Banning of ‘I Am Samuel’ is a crying shame

LGBT community should start a religion to enjoy legal backing

In Summary

• Christopher Wambua has picked up from where Ezekiel Mutua left off as moral police

I was reading the Kenya Film Classification Board’s press statement explaining why they banned the film 'I am Samuel' and wasn’t sure whether to laugh or cry.

Acting chief executive Christopher Wambua said one of the reasons that the board banned the film was that it was “A clear and deliberate attempt by the producer to promote same-sex marriage as an acceptable way of life”.

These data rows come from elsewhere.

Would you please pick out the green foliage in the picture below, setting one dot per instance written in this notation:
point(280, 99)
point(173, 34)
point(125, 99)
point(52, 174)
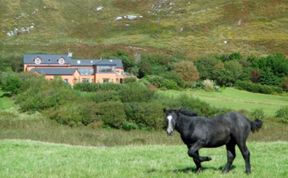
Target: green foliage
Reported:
point(161, 82)
point(135, 92)
point(257, 88)
point(282, 113)
point(284, 84)
point(112, 113)
point(73, 114)
point(45, 94)
point(230, 57)
point(103, 96)
point(130, 80)
point(272, 68)
point(11, 63)
point(10, 82)
point(187, 71)
point(188, 102)
point(145, 114)
point(89, 87)
point(129, 126)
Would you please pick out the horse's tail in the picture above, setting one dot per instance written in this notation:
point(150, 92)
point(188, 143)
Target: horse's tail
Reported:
point(256, 125)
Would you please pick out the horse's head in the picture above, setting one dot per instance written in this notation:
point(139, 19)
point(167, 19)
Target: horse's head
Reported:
point(170, 120)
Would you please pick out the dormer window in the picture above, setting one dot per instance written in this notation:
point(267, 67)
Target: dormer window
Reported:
point(61, 61)
point(37, 61)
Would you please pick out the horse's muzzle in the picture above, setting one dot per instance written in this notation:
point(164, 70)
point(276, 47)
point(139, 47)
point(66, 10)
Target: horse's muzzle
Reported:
point(169, 132)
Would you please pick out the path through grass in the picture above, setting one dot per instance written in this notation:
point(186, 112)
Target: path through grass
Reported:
point(38, 159)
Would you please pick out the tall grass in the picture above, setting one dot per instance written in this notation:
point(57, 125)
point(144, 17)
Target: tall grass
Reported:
point(37, 159)
point(236, 99)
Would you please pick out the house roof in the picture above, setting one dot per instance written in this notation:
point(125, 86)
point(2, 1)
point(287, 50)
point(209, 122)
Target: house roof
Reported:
point(97, 62)
point(53, 59)
point(55, 71)
point(46, 58)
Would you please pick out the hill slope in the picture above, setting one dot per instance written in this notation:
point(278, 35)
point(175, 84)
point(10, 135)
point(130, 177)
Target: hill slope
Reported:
point(94, 27)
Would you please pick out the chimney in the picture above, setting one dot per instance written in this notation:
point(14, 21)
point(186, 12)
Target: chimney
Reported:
point(70, 54)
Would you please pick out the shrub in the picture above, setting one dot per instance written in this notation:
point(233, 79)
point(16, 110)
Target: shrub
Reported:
point(130, 80)
point(10, 82)
point(257, 88)
point(208, 85)
point(112, 114)
point(135, 92)
point(282, 113)
point(73, 114)
point(188, 102)
point(103, 96)
point(43, 94)
point(89, 87)
point(187, 70)
point(161, 82)
point(130, 126)
point(145, 115)
point(284, 84)
point(258, 114)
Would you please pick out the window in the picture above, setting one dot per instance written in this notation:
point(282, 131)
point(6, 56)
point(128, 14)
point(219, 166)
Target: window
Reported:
point(61, 61)
point(37, 60)
point(86, 71)
point(105, 69)
point(85, 80)
point(105, 80)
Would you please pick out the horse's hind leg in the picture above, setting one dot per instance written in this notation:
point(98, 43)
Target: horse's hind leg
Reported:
point(246, 155)
point(230, 147)
point(194, 153)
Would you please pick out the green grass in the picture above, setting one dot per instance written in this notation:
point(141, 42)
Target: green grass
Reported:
point(235, 99)
point(193, 28)
point(38, 159)
point(5, 102)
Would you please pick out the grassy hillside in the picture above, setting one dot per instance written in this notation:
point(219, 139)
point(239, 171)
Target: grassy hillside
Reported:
point(38, 159)
point(236, 99)
point(193, 28)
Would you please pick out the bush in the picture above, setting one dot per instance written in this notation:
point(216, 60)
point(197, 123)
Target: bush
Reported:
point(188, 102)
point(257, 88)
point(130, 80)
point(208, 85)
point(145, 115)
point(43, 94)
point(282, 113)
point(73, 114)
point(112, 114)
point(130, 126)
point(10, 82)
point(161, 82)
point(258, 114)
point(103, 96)
point(187, 70)
point(135, 92)
point(90, 87)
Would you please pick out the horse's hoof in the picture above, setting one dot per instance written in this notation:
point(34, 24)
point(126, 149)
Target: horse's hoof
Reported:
point(199, 170)
point(225, 171)
point(248, 172)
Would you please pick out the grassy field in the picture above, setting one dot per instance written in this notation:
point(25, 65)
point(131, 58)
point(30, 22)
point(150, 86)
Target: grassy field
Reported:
point(192, 28)
point(236, 99)
point(5, 103)
point(38, 159)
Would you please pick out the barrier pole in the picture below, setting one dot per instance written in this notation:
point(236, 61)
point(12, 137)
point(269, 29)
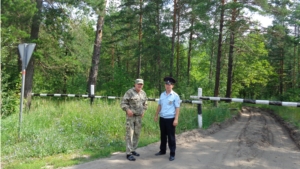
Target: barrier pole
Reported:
point(92, 93)
point(199, 108)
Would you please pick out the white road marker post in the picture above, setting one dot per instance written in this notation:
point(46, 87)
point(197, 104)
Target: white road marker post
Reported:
point(199, 108)
point(25, 50)
point(92, 93)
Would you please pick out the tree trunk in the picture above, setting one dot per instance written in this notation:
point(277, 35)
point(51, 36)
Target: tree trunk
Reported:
point(178, 44)
point(34, 35)
point(96, 53)
point(190, 50)
point(231, 50)
point(140, 40)
point(173, 38)
point(158, 46)
point(218, 67)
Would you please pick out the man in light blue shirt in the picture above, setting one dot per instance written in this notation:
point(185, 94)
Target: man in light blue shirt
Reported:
point(168, 110)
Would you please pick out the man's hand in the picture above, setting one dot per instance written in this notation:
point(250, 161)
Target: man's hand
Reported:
point(129, 113)
point(155, 118)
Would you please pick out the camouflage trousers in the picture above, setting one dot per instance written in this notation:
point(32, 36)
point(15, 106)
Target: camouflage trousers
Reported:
point(133, 130)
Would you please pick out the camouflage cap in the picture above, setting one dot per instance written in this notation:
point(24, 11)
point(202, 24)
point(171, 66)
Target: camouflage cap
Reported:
point(139, 81)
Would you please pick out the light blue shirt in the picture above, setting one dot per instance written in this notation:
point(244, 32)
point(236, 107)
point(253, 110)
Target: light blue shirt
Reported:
point(168, 104)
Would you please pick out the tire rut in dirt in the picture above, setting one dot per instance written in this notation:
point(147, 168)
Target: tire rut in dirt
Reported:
point(254, 135)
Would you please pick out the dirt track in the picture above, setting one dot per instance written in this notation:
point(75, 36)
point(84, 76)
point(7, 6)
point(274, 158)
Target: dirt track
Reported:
point(254, 140)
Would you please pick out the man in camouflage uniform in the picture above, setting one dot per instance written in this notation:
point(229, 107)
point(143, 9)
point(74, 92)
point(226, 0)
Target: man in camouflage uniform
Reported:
point(134, 103)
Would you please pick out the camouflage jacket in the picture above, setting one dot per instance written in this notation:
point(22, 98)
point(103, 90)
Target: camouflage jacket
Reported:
point(136, 102)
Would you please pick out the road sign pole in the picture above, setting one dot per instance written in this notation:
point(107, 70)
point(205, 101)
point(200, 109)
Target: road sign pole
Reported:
point(21, 101)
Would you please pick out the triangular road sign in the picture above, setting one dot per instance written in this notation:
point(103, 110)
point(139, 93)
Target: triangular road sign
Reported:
point(26, 50)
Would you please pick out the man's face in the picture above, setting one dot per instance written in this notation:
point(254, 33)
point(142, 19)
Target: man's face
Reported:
point(169, 86)
point(138, 86)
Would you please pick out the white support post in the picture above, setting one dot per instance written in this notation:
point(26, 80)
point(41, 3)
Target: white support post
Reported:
point(92, 93)
point(200, 108)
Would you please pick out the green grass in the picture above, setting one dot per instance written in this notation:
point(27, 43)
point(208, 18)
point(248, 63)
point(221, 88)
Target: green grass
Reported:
point(288, 114)
point(61, 132)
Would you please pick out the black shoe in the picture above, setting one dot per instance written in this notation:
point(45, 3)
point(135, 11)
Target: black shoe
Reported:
point(130, 158)
point(135, 153)
point(160, 153)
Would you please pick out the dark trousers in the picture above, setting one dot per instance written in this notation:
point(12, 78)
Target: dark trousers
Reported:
point(167, 133)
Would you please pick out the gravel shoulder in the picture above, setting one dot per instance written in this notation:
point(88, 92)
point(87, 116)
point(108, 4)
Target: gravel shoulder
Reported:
point(256, 138)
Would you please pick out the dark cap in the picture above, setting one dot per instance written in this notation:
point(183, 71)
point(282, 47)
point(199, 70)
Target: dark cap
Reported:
point(169, 80)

He also says the film tries to “influence the viewer” into believing that views of Kenyans about homosexuality are changing and this is “an affront to Article 45 of the Constitution”, which defines marriage as being between two people of the opposite gender.

He said all these things are an affront (he really likes that word) to Kenyan culture and identity. 

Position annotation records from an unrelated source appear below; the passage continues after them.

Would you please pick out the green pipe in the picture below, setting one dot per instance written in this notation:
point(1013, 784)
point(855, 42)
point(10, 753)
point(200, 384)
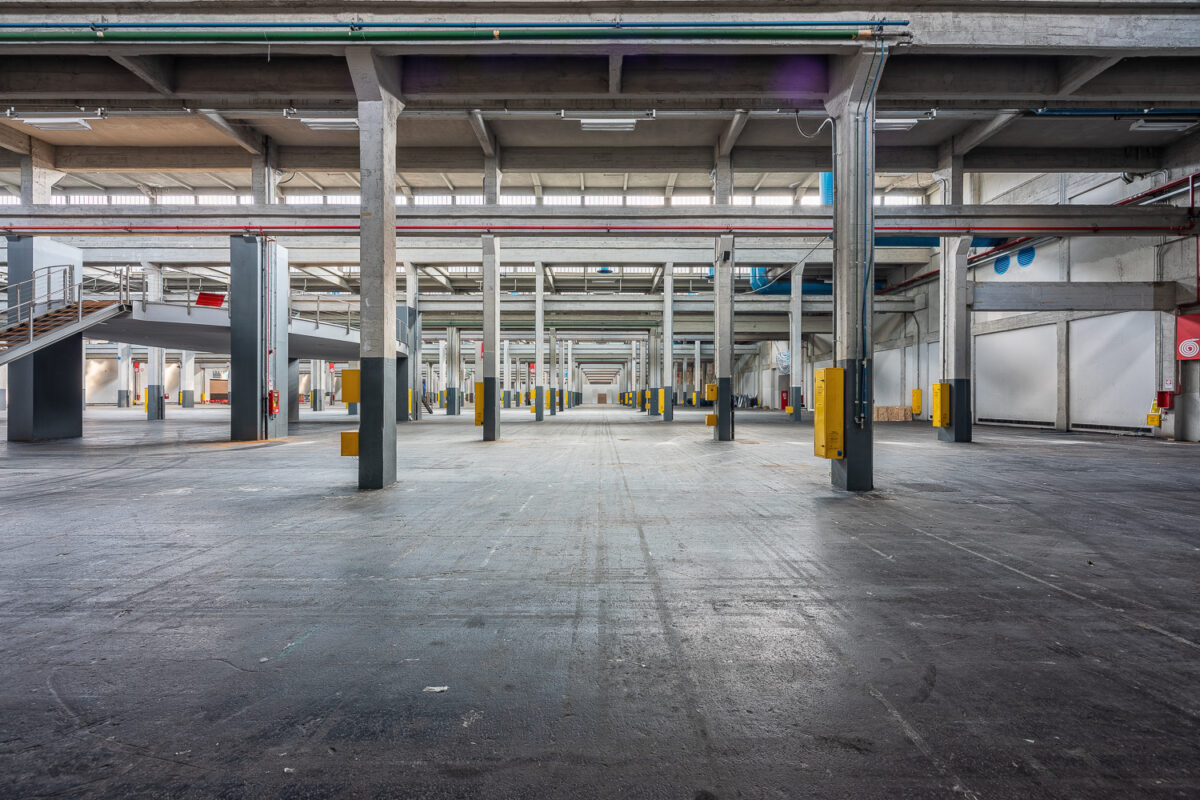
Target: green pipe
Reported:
point(469, 35)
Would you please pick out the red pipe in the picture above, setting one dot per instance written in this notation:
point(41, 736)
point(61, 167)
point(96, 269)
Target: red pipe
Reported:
point(263, 229)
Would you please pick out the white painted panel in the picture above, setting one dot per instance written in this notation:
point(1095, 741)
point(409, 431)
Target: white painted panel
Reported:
point(100, 382)
point(912, 374)
point(887, 378)
point(1017, 374)
point(1113, 368)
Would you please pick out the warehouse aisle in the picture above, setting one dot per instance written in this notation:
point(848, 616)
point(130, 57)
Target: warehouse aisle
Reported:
point(597, 606)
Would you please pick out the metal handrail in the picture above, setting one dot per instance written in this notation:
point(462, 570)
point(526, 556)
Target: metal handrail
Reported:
point(348, 306)
point(24, 311)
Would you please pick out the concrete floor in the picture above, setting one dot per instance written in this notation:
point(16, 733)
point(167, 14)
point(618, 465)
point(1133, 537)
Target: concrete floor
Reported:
point(617, 607)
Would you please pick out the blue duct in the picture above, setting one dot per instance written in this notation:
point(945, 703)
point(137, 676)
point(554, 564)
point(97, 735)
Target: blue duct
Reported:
point(761, 284)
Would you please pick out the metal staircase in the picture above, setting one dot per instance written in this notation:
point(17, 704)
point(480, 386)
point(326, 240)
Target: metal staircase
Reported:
point(53, 306)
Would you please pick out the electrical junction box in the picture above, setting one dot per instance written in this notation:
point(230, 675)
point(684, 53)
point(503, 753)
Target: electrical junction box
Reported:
point(828, 419)
point(940, 402)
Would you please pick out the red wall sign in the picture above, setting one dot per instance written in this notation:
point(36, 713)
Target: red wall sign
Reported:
point(1187, 337)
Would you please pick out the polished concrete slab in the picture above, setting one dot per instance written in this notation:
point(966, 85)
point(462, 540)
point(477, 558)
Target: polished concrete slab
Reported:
point(615, 607)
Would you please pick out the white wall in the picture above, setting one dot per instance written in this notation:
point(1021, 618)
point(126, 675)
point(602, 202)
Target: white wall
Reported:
point(1113, 368)
point(887, 378)
point(100, 382)
point(1017, 374)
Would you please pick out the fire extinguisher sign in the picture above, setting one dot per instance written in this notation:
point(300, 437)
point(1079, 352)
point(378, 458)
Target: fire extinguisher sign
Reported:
point(1187, 337)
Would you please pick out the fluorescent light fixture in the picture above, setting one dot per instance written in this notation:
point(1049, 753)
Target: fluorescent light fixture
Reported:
point(330, 122)
point(1163, 125)
point(607, 120)
point(899, 124)
point(57, 120)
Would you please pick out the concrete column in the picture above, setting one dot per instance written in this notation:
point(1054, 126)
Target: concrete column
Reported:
point(723, 337)
point(655, 341)
point(669, 341)
point(1062, 408)
point(491, 180)
point(156, 358)
point(37, 174)
point(317, 385)
point(796, 343)
point(293, 390)
point(187, 379)
point(264, 180)
point(851, 103)
point(955, 348)
point(552, 368)
point(258, 337)
point(454, 371)
point(124, 376)
point(723, 181)
point(46, 389)
point(491, 398)
point(507, 396)
point(376, 85)
point(570, 371)
point(540, 341)
point(352, 409)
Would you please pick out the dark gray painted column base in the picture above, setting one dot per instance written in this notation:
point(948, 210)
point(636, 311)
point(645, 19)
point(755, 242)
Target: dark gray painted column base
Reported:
point(724, 429)
point(46, 394)
point(156, 407)
point(960, 411)
point(377, 423)
point(856, 471)
point(491, 410)
point(293, 390)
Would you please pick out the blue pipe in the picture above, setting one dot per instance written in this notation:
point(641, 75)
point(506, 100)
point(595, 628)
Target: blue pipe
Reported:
point(864, 23)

First of all, who died and made Wambua or the board the leading authorities on Kenyan culture and identity?

But I am getting ahead of myself. He was not done yet. 

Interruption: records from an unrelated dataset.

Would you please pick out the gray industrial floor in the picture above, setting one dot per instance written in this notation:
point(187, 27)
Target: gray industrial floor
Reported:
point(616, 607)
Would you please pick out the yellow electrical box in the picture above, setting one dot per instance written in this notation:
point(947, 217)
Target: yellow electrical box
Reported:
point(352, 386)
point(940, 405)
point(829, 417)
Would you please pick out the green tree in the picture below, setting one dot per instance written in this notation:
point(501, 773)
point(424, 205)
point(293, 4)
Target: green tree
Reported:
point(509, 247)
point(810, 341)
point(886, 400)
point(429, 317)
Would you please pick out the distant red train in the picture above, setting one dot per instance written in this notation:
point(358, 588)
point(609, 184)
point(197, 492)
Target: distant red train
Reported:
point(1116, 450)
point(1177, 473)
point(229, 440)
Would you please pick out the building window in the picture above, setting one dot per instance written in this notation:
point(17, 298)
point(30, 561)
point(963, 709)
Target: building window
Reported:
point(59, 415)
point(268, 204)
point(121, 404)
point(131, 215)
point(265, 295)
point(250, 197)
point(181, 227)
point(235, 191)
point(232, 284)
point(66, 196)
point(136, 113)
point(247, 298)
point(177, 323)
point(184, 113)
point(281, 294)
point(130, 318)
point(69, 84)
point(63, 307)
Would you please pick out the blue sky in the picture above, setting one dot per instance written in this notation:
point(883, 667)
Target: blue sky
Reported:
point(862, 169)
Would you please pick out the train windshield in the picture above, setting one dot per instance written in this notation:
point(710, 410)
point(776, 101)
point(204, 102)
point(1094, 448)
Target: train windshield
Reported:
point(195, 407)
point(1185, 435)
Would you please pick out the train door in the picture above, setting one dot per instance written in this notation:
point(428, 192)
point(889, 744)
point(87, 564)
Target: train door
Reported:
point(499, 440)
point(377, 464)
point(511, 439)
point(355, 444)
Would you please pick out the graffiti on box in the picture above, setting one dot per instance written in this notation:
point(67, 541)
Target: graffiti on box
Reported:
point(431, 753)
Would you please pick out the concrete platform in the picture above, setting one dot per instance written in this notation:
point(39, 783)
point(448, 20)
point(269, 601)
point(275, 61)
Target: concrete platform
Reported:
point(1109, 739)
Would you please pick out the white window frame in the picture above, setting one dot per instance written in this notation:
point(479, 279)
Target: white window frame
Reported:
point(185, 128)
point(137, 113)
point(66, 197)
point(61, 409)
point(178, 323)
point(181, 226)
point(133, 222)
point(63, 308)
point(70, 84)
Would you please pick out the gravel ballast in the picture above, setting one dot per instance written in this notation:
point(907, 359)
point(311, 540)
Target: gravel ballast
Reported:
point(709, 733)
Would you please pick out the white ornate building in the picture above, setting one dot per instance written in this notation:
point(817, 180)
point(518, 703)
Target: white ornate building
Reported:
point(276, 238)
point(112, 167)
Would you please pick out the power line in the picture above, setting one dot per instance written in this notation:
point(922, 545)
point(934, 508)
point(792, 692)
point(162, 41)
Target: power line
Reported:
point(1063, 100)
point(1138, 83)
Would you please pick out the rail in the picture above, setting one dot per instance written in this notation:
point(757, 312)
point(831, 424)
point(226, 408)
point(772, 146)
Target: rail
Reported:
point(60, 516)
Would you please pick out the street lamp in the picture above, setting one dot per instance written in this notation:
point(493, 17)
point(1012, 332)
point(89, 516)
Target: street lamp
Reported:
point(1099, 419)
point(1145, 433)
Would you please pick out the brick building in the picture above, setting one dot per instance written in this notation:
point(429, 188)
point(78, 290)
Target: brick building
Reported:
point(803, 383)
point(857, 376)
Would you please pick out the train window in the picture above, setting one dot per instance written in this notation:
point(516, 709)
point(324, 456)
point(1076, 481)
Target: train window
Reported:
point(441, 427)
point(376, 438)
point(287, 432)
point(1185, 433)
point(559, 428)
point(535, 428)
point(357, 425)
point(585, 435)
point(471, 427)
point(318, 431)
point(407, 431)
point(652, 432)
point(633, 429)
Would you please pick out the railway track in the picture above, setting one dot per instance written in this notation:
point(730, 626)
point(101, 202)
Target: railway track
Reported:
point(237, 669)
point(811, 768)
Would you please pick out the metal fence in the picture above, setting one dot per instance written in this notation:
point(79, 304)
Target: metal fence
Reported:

As well as basically being from the devil and using the powerful mind-bending force that is film in an effort to subvert Kenyan culture and identity, the thing about 'I am Samuel' that had Wambua clutching his pearls was that it had the gall to invoke the name of the Holy Trinity while conducting a same-sex marriage.

It appears Wambua and his board believe that anyone who does not believe in trinitarianism to be a heretic of some sort, which if it isn’t unconstitutional yet, should be made so immediately.

Isitoshe! The film is obviously the product of indoctrination by the evil foreigners and enemies of Kenya who funded it. 

This last bit had me in mind of the days before President Moi bowed to pressure for multiparty politics from inside and outside Kenya. 

Moi, whose government was constantly hat in hand to the World Bank and foreign donors, claimed without the slightest bit of irony that the opposition was foreign-funded. But why let the facts stand in the way of a good sound bite?

It would seem the KFCB sees itself as the “shield and defender” of the great Kenyan film-viewing public.

Clearly, they believe that this public, which can otherwise be trusted to decide who runs the country through the vote, who they marry, who they associate with, what religion or even denomination to follow or not, cannot be trusted to watch a film or documentary as that will absolutely change everything.

Of course, this is the same public that in May 2018 was found by one of the KFCB’s foreign partners, the search engine Google, to be fascinated with pornography. And that in 2019 was found to be the biggest consumers of pornographic videos in East and Central Africa, according to research conducted by Nendo, a local research firm.

Nevertheless, because it's impossible for rule-writers to foresee every reaction and interpretation of their laws, I think I may have found a loophole when it comes to the KFCB.

What I am going to say next may sound completely crazy, but hear me out before you dismiss me outright. 

Last year, University of Oslo religious studies professor Dag Endsjø said, “The way the heartfelt beliefs of so many faithfuls include various degrees of religious monopoly and coercion means that, if this was left entirely unchecked, the rights of others would automatically be violated, not least, other people’s freedom of religion.”

In light of that, I think the LGBTQIA+ community in Kenya should start a religion. This would be the way to exploit the loophole in the Bill of Rights, which gives all Kenyans the right to freedom of conscience, religion, thought, belief and opinion.

This way, documentaries like 'I Am Samuel' and films like 'Rafiki' could be passed off as religious viewing, forcing the KFCB to find another way to address films that offend their delicate Christian sensibilities, and we could fight them in court.